Резко зазвонил телефон. Женщина поспешно сняла трубку.

— Ну вот, дал бог внученьку, — сказала она Кузовлеву, когда положила трубку. — Из роддома звонили. Сынок — добытчик, а дочка — хозяйка, — довольно улыбнулась счастливая бабушка.

Кузовлев понимал, что ему не время засиживаться. Но не мог сразу встать из-за стола, боясь обидеть хозяйку. Снова заливисто зазвонил телефон.

— Слушаю вас, — сказала женщина. — Поняла, милый, поняла. Сейчас позову лейтенанта. Он самый. Прибыл. Не беспокойтесь. Владимир, подойди, пожалуйста. Звонят из комендатуры.

— У телефона лейтенант Кузовлев. Слушаюсь, товарищ майор. Направляюсь к вам немедленно.

Военная комендатура помещалась на территории бывшего мужского монастыря в трапезной, сложенной из красного обожженного кирпича. Витые решетки на полукруглых окнах венчали массивные кресты. Лейтенант почти с суеверным страхом вошел в узкую калитку, врезанную в толстые дубовые двери.

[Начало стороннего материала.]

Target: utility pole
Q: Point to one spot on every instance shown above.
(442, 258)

Комендант сидел в маленькой комнате с низким сводчатым потолком, загораживая спиной окно. Он был краснощек и широкоплеч. Контраст между внешностью коменданта и аскетическим монастырским убранством был так разителен, что Кузовлеву вдруг стало весело. Он вспомнил уроки литературы.

Еще одно последнее сказанье — И летопись окончена моя…

Он декламировал это когда-то с чувством, стихи ему нравились, но он никак не мог представить себе монаха Пимена. А ведь именно в таком месте должен был сидеть Пимен. Как это ему не приходило в голову?

Кузовлев, с трудом сдерживая улыбку, кашлянул.

— Я вас слушаю, товарищ лейтенант. — Майор внимательно посмотрел на стоящего перед ним офицера.